容衡不情不愿的走了过去扶着卫南洲。

    看着今安给卫南洲上药,容衡知道这是在帮他,于是扭扭捏捏的开口了。

    “姐……”

    今安头疼的看着她这个弟弟,斥责他真是太鲁莽了。

    今安全名是容今安,是容衡的姐姐,从小就在宫里长大,一直照顾着卫南洲,与容衡之间的相处则是少之又少。

    但是不知道为何,容衡却是很害怕这个姐姐,自小就很听姐姐的话。

    “别叫我姐,我让你进来不是让你来打人的。”

    就在刚刚,容衡想偷摸进卫南洲的寝殿,但是被今安发现了。

    今安知道他来是做什么的,也不想驳了弟弟的意思,于是就放他进去了。

    谁知道……

    今安看着卫南洲和容衡,无奈的叹了口气。

    卫南洲其实和容衡的年纪差不多,都是二十不到的小年轻,今安不过年长他们一岁罢了。

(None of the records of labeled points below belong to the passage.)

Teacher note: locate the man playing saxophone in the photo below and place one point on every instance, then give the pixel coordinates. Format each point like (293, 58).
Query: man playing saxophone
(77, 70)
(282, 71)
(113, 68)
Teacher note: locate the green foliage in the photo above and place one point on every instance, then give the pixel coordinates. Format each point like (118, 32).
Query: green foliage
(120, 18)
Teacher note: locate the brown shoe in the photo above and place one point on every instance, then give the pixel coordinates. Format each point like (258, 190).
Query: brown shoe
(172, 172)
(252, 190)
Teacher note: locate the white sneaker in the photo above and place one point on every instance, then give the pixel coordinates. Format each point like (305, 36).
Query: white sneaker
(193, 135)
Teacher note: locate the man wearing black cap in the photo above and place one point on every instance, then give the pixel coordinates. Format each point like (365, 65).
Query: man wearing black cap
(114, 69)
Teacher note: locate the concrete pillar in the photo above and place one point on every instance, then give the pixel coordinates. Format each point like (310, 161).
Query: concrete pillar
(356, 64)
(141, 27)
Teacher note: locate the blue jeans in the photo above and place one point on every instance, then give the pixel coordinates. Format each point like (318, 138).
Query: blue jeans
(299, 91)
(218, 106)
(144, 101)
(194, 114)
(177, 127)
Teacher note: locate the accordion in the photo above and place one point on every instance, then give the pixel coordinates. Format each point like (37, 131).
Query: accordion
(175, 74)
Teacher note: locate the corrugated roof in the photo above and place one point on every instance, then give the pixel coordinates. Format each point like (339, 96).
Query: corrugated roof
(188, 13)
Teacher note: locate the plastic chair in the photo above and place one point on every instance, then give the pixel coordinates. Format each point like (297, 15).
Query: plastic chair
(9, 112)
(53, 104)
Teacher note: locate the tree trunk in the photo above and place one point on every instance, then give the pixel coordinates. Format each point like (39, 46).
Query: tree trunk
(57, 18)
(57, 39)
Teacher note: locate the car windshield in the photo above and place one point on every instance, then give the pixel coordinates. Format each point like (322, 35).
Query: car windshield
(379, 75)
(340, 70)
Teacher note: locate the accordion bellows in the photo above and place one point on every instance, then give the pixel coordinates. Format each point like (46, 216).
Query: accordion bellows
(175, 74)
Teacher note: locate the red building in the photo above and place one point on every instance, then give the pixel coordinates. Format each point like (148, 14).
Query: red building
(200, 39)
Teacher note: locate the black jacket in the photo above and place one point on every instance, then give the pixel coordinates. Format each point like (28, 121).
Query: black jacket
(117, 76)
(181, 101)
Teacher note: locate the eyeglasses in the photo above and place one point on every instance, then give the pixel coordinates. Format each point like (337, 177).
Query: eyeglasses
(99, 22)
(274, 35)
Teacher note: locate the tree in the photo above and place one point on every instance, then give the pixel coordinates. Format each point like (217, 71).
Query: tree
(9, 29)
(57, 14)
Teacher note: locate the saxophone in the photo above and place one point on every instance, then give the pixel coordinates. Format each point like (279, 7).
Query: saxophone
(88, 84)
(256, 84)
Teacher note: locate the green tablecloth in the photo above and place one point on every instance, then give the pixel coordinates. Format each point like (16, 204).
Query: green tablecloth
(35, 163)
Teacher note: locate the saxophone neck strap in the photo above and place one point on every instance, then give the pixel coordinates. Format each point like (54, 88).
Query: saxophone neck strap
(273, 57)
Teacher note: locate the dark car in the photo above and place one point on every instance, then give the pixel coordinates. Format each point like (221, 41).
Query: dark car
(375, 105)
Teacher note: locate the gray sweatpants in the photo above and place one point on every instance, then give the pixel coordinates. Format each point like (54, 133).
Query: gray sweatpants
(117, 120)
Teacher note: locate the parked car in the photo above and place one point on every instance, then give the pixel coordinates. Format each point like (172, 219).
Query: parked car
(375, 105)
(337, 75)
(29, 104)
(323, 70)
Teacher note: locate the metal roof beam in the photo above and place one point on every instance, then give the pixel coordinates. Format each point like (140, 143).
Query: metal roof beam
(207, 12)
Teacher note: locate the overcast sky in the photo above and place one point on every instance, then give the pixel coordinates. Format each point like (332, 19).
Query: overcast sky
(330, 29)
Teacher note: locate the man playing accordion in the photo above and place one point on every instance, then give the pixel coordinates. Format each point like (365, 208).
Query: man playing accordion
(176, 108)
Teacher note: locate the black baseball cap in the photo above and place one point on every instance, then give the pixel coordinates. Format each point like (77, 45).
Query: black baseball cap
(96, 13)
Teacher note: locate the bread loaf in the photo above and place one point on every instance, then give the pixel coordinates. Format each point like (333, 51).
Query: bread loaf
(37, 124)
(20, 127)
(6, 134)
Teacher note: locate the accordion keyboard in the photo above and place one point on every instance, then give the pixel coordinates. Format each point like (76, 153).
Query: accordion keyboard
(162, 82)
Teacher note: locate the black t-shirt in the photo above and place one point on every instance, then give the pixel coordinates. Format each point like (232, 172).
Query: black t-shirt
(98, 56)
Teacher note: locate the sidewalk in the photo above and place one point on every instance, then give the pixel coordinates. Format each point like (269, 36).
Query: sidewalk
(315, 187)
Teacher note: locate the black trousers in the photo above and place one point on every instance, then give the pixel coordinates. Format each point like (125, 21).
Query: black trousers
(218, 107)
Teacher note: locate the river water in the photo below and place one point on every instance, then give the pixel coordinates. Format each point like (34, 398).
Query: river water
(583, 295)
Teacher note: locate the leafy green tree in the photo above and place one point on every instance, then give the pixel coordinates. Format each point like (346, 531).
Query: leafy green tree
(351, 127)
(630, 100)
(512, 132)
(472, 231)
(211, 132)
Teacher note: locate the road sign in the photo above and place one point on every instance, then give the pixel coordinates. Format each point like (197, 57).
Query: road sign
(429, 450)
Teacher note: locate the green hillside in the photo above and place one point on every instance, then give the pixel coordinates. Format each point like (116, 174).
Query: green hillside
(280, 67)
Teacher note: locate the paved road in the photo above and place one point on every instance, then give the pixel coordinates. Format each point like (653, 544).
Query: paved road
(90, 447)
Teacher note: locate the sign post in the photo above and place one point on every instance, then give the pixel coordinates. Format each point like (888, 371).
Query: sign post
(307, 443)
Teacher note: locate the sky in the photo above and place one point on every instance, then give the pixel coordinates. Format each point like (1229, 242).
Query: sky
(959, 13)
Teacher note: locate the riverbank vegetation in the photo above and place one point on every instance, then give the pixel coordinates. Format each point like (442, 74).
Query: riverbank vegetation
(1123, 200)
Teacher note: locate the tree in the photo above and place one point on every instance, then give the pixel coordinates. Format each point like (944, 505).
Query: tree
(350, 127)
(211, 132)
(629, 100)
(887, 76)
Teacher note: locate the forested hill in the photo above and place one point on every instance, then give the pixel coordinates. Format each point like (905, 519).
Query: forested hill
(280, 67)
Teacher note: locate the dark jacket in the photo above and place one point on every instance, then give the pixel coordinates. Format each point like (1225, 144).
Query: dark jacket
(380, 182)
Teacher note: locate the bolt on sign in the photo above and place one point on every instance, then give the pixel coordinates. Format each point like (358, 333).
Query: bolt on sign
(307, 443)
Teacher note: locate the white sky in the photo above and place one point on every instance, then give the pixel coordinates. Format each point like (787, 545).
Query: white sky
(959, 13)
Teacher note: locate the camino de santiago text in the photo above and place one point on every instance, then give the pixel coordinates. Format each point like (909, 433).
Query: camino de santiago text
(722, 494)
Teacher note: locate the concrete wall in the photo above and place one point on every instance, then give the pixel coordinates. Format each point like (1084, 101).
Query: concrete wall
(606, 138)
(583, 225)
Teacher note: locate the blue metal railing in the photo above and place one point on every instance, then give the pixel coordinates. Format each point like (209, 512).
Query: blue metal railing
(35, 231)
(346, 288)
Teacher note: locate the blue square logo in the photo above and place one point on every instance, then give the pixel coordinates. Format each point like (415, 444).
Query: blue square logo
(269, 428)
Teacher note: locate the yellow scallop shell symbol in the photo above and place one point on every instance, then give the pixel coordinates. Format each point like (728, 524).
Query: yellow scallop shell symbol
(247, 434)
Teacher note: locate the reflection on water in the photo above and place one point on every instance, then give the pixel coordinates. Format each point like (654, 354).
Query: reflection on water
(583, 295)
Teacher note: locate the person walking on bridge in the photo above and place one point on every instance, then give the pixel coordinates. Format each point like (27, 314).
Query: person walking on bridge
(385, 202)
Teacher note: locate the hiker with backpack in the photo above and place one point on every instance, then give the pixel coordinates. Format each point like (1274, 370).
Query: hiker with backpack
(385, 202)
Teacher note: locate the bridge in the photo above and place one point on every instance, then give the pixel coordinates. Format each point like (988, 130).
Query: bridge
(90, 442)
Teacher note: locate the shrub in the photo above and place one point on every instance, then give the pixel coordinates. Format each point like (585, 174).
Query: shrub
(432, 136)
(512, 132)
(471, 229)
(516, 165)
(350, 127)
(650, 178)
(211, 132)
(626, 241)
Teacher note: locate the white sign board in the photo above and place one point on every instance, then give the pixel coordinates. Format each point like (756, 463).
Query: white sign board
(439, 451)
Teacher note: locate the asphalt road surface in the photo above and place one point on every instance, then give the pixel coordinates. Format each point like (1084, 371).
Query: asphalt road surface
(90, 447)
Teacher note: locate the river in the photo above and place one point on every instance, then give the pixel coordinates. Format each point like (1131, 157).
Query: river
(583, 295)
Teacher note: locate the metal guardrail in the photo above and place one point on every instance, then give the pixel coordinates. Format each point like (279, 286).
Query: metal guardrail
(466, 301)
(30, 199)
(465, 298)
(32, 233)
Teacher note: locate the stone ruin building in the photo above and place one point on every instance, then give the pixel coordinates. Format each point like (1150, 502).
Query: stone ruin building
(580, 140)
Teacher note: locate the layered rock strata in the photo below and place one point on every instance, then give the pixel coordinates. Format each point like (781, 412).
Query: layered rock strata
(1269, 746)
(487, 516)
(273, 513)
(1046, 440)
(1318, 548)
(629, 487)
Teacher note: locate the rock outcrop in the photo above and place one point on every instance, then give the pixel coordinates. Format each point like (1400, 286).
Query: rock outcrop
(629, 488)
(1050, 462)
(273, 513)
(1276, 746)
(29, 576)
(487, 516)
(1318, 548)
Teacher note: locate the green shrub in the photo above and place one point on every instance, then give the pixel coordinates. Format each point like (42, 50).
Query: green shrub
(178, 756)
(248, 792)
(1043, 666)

    不过就是年长的这一岁,却让今安承受了非人般的折磨。

    要照顾卫南洲这个幼稚的小皇帝,又是要盯着她这个不懂事的弟弟。

    “哎……”

    容衡听到今安叹了口气,闭上嘴不敢讲话了。

    今安给卫南洲上完药后,教训了容衡几句就让容衡先下去了。

    今安见卫南洲脖子后面的红肿消了一点,松了口气。

    她想着第二天卫南洲醒了,就给他说自己是不小心掉床下去了吧。

    第二日正午,卫南洲悠悠转醒。

    他一起身就感觉到脖子疼。

    他喊了今安进来,今安进来瞧见卫南洲摸着自己的后脑,面不改色的跟他说。

    “陛下,昨日奴婢听到一个响声,走进来一看,却发现陛下在地上。”

    卫南洲听到今安的话,不可置信的问她,“你的意思是朕睡觉睡着睡着滚到床底下了?”

    今安面不改色的点点头。

    卫南洲显然不相信今安的话,他揉了揉后脑和脖子,问今安昨日是否有刺客。

    今安微笑着说,“并没有呢,陛下。”

    卫南洲看着今安这副笑容,只觉得毛骨悚然的,于是也不深究了。

    今安见卫南洲不再问话了,就提出要给卫南洲准备午膳。

    卫南洲也觉得睡了这么久也有点饿了,于是也同意今安先下去。

    今安下去后,卫南洲从床上蹦了起来。

    他走到铜镜前面,拿起一个小的铜镜照了照脖子后面。

    看了半天,卫南洲也没看到有什么红肿,只是摸着有点酸痛。

    于是卫南洲也只能放下铜镜,不再去纠结了,反正自己身上也没有缺斤少两,死不了就行。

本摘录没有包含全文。